Саддам считал, что ваххабизм будет распространяться быстрее, чем кто-либо мог предположить, потому что он возбуждает людей, разочарованных неудачами арабских политических лидеров в течение предыдущих пятидесяти лет. Он говорил, что границы Ирака с Иорданией, Кувейтом, Турцией, Саудовской Аравией и Ираном делают его идеальной базой для фундаментализма. "Иракский народ жил этой жизнью в равновесии. Внесение каких-либо иностранных факторов приведет к нарушению равновесия. Поэтому, когда вы приносите в Ирак ваххабизм, Ирак может стать неуравновешенным".
Саддам использовал систему трофеев, раздавая автомобили и деньги племенным шейхам, чтобы сохранить лояльность суннитских племен. Угроза для ваххабитов заключалась в том, что они исходили из его собственной суннитской базы поддержки. Их было бы трудно искоренить, не вызвав отторжения у иракских племен, к тому же они могли рассчитывать на постоянную финансовую поддержку из Саудовской Аравии. Если бы ваххабиты могли свободно распространять свою идеологию, то его база власти разлагалась бы изнутри.
Ночью в своем трейлере я думал о том, что Саддам говорил о фундаментализме. Многие ночи я просто надевал наушники и слушал музыку, прежде чем заснуть. Но иногда что-то из сказанного Саддамом не давало мне уснуть - и это была одна из таких ночей. За все годы, проведенные за анализом Саддама, я ни на секунду не задумался о том, что он боится ваххабитов или салафитов - мусульман-суннитов, которые строго придерживаются учения Мухаммеда, изложенного в Коране и хадисах - сборнике высказываний Мухаммеда, записанных одним из его сподвижников.

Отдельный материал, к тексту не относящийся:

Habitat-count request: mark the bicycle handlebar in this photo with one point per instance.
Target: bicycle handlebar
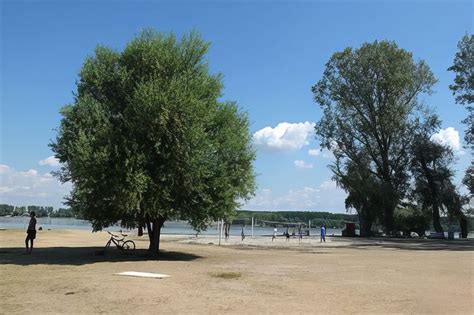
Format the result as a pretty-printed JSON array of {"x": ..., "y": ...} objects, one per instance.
[{"x": 114, "y": 235}]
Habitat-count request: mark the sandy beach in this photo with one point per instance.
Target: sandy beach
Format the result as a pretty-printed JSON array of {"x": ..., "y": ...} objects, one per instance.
[{"x": 65, "y": 274}]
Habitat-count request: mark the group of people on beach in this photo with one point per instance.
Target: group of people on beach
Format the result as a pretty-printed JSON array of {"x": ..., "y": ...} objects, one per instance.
[
  {"x": 31, "y": 233},
  {"x": 287, "y": 234}
]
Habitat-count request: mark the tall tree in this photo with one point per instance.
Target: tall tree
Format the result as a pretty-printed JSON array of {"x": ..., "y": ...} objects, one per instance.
[
  {"x": 430, "y": 166},
  {"x": 369, "y": 98},
  {"x": 147, "y": 138},
  {"x": 463, "y": 90},
  {"x": 363, "y": 190}
]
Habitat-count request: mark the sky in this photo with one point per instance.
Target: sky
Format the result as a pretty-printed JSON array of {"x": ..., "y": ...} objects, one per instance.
[{"x": 270, "y": 54}]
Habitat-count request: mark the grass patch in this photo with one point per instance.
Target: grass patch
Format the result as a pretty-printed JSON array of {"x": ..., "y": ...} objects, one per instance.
[{"x": 227, "y": 275}]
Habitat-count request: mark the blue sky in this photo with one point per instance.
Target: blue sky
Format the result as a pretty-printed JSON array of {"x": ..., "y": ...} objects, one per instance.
[{"x": 270, "y": 54}]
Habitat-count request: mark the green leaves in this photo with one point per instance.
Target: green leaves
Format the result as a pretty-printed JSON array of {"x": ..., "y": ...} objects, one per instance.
[
  {"x": 369, "y": 97},
  {"x": 148, "y": 138}
]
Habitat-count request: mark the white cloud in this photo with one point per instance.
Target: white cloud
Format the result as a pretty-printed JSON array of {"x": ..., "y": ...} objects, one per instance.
[
  {"x": 325, "y": 197},
  {"x": 31, "y": 188},
  {"x": 325, "y": 153},
  {"x": 302, "y": 164},
  {"x": 314, "y": 152},
  {"x": 50, "y": 161},
  {"x": 448, "y": 137},
  {"x": 284, "y": 137},
  {"x": 30, "y": 173}
]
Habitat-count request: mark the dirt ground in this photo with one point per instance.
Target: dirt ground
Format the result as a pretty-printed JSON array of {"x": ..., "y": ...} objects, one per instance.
[{"x": 65, "y": 274}]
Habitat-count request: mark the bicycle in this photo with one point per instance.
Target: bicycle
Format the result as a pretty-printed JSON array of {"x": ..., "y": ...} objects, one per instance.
[{"x": 126, "y": 246}]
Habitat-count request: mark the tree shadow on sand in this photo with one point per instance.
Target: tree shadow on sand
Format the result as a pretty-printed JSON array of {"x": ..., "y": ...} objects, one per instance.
[
  {"x": 77, "y": 256},
  {"x": 407, "y": 244}
]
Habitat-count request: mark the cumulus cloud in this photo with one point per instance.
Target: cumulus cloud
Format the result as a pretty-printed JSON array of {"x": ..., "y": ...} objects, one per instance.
[
  {"x": 314, "y": 152},
  {"x": 448, "y": 137},
  {"x": 324, "y": 197},
  {"x": 302, "y": 164},
  {"x": 50, "y": 161},
  {"x": 323, "y": 153},
  {"x": 284, "y": 137},
  {"x": 31, "y": 188}
]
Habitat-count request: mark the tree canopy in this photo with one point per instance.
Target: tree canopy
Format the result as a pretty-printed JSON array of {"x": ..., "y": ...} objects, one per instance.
[
  {"x": 148, "y": 138},
  {"x": 370, "y": 102}
]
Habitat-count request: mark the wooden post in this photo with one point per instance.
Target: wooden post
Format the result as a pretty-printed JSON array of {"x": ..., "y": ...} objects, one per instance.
[
  {"x": 309, "y": 231},
  {"x": 219, "y": 230},
  {"x": 252, "y": 227}
]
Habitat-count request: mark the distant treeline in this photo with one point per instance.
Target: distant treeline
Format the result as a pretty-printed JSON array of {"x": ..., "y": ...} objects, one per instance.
[
  {"x": 39, "y": 210},
  {"x": 336, "y": 220}
]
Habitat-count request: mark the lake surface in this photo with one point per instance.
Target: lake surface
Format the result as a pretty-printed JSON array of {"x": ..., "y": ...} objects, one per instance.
[{"x": 170, "y": 227}]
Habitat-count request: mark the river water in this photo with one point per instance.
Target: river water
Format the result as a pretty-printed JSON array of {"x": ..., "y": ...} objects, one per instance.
[{"x": 170, "y": 227}]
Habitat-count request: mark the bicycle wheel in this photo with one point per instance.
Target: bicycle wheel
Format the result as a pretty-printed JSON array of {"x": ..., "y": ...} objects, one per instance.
[{"x": 128, "y": 246}]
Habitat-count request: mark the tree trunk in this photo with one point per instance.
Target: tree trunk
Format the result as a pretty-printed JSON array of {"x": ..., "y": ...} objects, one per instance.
[
  {"x": 365, "y": 226},
  {"x": 154, "y": 231},
  {"x": 436, "y": 221},
  {"x": 463, "y": 225},
  {"x": 389, "y": 220}
]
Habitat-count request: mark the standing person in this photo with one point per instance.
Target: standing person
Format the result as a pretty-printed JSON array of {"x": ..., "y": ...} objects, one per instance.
[
  {"x": 323, "y": 234},
  {"x": 31, "y": 232}
]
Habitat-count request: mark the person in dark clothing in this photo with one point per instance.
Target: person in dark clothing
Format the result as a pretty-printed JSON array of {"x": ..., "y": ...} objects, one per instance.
[{"x": 31, "y": 232}]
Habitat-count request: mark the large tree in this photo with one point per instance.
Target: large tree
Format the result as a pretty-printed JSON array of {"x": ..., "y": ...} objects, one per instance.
[
  {"x": 463, "y": 90},
  {"x": 430, "y": 166},
  {"x": 147, "y": 138},
  {"x": 369, "y": 97}
]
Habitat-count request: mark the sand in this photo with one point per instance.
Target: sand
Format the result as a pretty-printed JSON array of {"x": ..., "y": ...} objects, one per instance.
[{"x": 66, "y": 274}]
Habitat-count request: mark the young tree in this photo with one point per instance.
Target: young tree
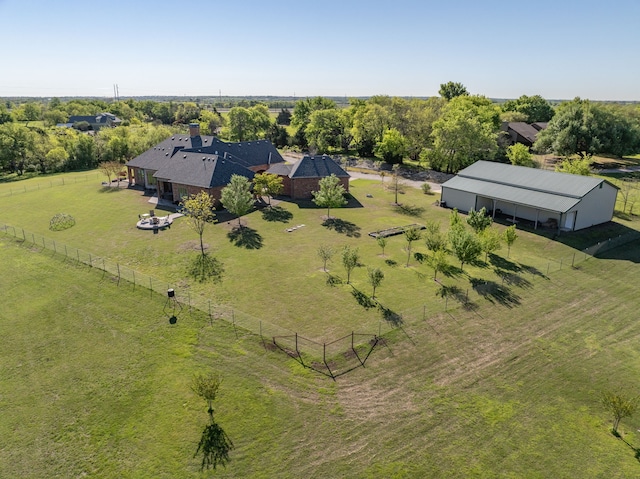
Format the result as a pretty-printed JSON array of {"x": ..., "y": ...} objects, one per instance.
[
  {"x": 464, "y": 244},
  {"x": 619, "y": 406},
  {"x": 520, "y": 155},
  {"x": 350, "y": 259},
  {"x": 330, "y": 195},
  {"x": 435, "y": 240},
  {"x": 236, "y": 197},
  {"x": 267, "y": 184},
  {"x": 454, "y": 218},
  {"x": 479, "y": 220},
  {"x": 110, "y": 168},
  {"x": 392, "y": 147},
  {"x": 215, "y": 445},
  {"x": 375, "y": 277},
  {"x": 325, "y": 252},
  {"x": 199, "y": 211},
  {"x": 396, "y": 182},
  {"x": 382, "y": 242},
  {"x": 451, "y": 90},
  {"x": 411, "y": 235},
  {"x": 489, "y": 242},
  {"x": 510, "y": 237},
  {"x": 206, "y": 386},
  {"x": 438, "y": 261}
]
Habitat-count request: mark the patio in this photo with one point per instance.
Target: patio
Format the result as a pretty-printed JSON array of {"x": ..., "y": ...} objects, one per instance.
[{"x": 149, "y": 221}]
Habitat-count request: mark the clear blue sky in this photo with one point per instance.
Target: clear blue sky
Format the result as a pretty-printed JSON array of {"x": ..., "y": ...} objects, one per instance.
[{"x": 558, "y": 49}]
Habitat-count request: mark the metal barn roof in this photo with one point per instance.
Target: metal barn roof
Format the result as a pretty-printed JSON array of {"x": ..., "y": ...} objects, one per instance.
[{"x": 546, "y": 190}]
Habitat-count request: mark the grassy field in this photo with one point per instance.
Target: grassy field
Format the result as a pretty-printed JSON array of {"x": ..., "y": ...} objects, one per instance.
[
  {"x": 95, "y": 381},
  {"x": 274, "y": 270}
]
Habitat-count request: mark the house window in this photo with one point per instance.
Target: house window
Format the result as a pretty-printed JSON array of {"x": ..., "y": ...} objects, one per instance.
[{"x": 150, "y": 179}]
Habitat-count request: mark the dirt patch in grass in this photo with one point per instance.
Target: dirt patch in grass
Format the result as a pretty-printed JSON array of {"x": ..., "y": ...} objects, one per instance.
[{"x": 192, "y": 245}]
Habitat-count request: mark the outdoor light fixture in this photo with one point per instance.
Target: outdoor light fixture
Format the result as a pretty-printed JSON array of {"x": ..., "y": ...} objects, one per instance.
[{"x": 171, "y": 306}]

Конечно, были и моменты повышенной напряженности в отношениях с фундаменталистами, в частности, в 1996 году, когда Саддам казнил одного из лидеров Дулайма, одного из крупнейших суннитских племен Ирака, по обвинению в государственной измене. Но я, как и другие аналитики, рассматривал это как демонстрацию силы Саддама и его племенной сети. Мы не обнаружили в этой казни никакого религиозного подтекста. Мы знали о растущем фундаменталистском движении в Ираке, которое скрывалось от Мухабарата и с подозрением относилось к Соединенным Штатам. Но на этом все и ограничилось. Как аналитики, мы просто предполагали, что это еще одна группировка, которую Саддам подавит, если она станет серьезной угрозой. Однажды ночью я ворочался и ворочался, размышляя о том, в чем же заключался недостаток нашего анализа. Как получилось, что Багдадский мясник боялся суннитов, которые составляли основу его поддержки? Хотел он того или нет, но Саддам давал нам подсказки о человеке, скрывавшемся за мифом, и кое-что из того, что он говорил, было именно тем, что Белый дом не хотел слышать. Вместо карикатуры на тирана, которая существовала на Западе, Саддам говорил, что существуют противодействующие факторы, которые он должен учитывать при управлении страной, и что даже он должен осторожно подходить к политике племен в суннитском сердце.